🤖 AI Summary
To address the ambiguity in spoken command interpretation caused by missing prosodic cues and the limited robustness of conventional ASR-dependent approaches, this paper proposes the first end-to-end prosody-driven spoken command intent parsing framework. It bypasses text transcription entirely, directly modeling prosodic features from raw speech to infer and resolve ambiguities. We introduce the first benchmark dataset of ambiguous spoken commands specifically designed for robotic task execution. Our method innovatively integrates a prosody-aware module with large language model-based in-context learning (ICL) to jointly perform multimodal alignment and task planning. Experiments demonstrate state-of-the-art performance: 95.79% accuracy in referential intent detection and 71.96% accuracy in selecting correct task plans for ambiguous commands—substantially enhancing robotic systems’ robustness and generalization in understanding natural, prosodically rich spoken instructions.
📝 Abstract
Enabling robots to accurately interpret and execute spoken language instructions is essential for effective human-robot collaboration.
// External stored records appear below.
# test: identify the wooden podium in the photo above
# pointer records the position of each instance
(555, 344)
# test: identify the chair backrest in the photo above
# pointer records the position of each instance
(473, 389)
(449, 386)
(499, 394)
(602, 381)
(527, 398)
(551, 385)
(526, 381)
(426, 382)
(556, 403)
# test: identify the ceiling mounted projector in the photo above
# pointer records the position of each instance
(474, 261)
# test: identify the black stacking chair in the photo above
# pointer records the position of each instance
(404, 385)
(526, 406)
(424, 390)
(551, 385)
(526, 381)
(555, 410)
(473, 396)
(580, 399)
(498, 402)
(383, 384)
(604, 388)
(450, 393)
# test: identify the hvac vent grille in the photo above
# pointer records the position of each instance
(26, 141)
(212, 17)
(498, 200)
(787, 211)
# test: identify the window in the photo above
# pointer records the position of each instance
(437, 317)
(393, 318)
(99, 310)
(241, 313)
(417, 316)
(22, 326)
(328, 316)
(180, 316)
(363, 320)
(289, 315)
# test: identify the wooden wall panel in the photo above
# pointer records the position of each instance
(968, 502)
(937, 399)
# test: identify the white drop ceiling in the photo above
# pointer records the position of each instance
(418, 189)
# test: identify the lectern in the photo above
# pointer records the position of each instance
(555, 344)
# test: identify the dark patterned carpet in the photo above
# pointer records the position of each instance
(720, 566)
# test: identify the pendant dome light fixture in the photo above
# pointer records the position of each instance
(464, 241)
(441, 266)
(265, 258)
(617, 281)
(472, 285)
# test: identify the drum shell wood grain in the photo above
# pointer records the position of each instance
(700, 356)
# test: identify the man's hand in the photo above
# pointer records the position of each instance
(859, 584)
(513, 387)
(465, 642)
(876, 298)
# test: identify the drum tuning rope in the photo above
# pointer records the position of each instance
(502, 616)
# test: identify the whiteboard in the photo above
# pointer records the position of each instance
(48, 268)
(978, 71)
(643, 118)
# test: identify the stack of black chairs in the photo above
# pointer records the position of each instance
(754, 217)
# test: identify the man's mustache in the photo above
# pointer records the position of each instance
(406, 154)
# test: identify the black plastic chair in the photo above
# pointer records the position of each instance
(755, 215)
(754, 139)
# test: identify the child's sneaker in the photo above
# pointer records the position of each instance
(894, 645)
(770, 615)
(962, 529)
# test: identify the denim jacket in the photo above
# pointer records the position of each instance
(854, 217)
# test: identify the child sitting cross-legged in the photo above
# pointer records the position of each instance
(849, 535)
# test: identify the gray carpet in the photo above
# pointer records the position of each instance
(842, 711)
Traditional methods rely on speech recognition to transcribe speech into text, often discarding crucial prosodic cues needed for disambiguating intent. We propose a novel approach that directly leverages speech prosody to infer and resolve instruction intent. Predicted intents are integrated into large language models via in-context learning to disambiguate and select appropriate task plans. Additionally, we present the first ambiguous speech dataset for robotics, designed to advance research in speech disambiguation. Our method achieves 95.79% accuracy in detecting referent intents within an utterance and determines the intended task plan of ambiguous instructions with 71.96% accuracy, demonstrating its potential to significantly improve human-robot communication.